Seeing bad things happen to other people is scary. One way to respond to this is to blame the victim—to look for some reason why it happened to them. But there’s another common response, according to a new study published in Psychological Science, a journal of the Association for Psychological Science. The researchers found that people who believe in justice in the world also believe that a tragedy gives the victim’s life more meaning.
“A lot of the time when people see someone else suffering, and helping them isn’t an option, people will instead justify the fact that something is negative is happening to them. Because it’s scary for something negative to happen to a good person—that means it could happen to you,” says Joanna E. Anderson of the University of Waterloo, who cowrote the study with her colleagues Aaron C. Kay and Gráinne M. Fitzsimons. Anderson suspected that there was another way to feel better about someone else’s tragic experience: to believe that the negative experience is balanced by positive outcomes.
In an experiment, volunteers read a scenario in which someone was injured playing soccer in high school. The soccer player ends up with a broken leg, has back problems, undergoes multiple surgeries, and can’t go to school with their peers. Everything is resolved by the end of high school; in the scenario, the person is now happily married and is thinking about starting a family. Each volunteer also filled out a survey that determined how strong their “justice motive” is—their need to see the world as just or fair. Then they were asked how much meaning they think the person’s life has.

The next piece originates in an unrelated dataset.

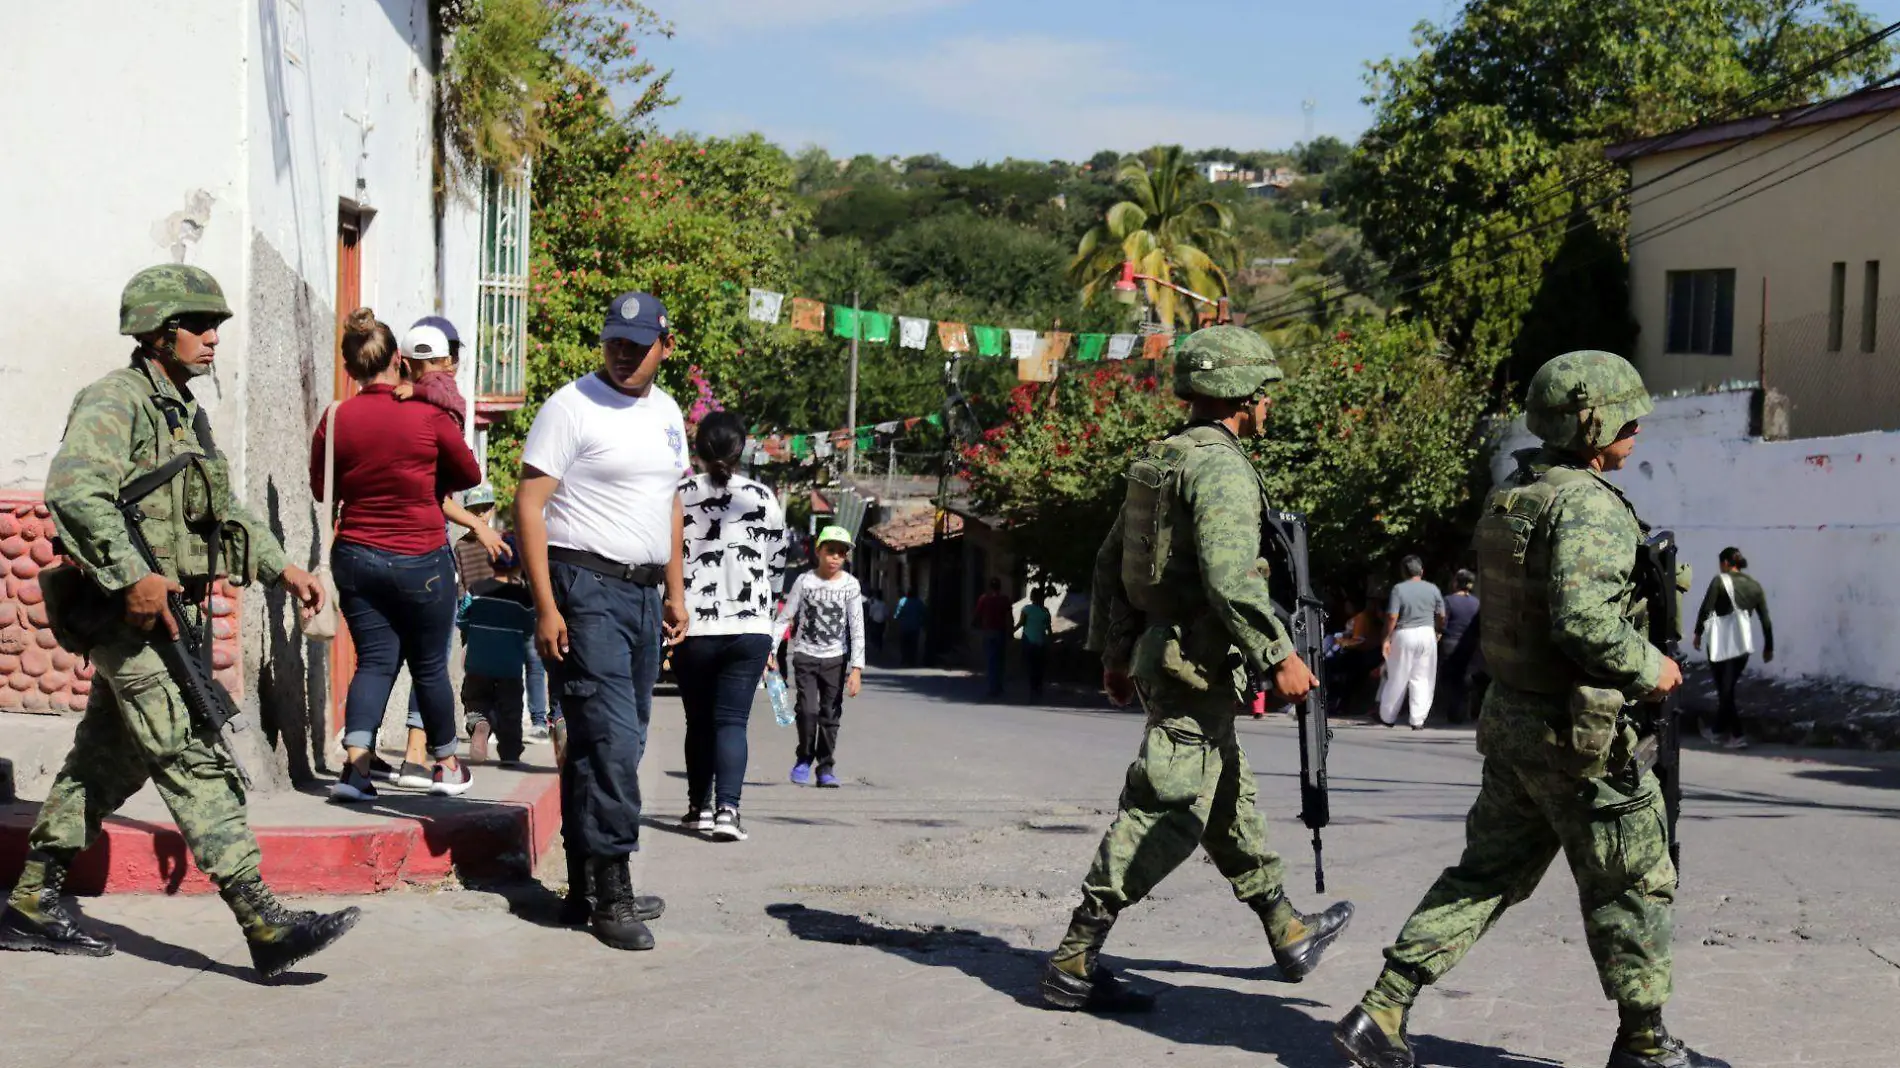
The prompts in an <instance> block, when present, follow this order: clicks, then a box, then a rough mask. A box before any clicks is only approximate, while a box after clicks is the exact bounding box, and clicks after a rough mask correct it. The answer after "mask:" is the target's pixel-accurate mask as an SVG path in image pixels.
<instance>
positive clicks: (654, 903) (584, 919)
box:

People who had a strong need to see the world as just were more likely to say that a victim’s life is meaningful as opposed to the life of a person who hasn’t experienced a tragedy. This also held true in another experiment, in which the researchers manipulated the participants’ feelings about justice by having them read an article about how CEOs make a lot of money, but are hired because of personal connections rather than merit. The people who’d read about undeserving CEOs had a stronger justice motive and were more likely to see the injured soccer player’s later life as meaningful.
The results show that people who have a strong need to believe the world is fair may be motivated to find positive outcomes—”silver linings”—from tragedies. “I think that this is probably a more positive reaction” than blaming the victim, Anderson says. “But I do think that either reaction shows that you’re focusing so much on yourself and your own need to make sure that this can’t happen to you that you’re not really thinking about the other person at all.”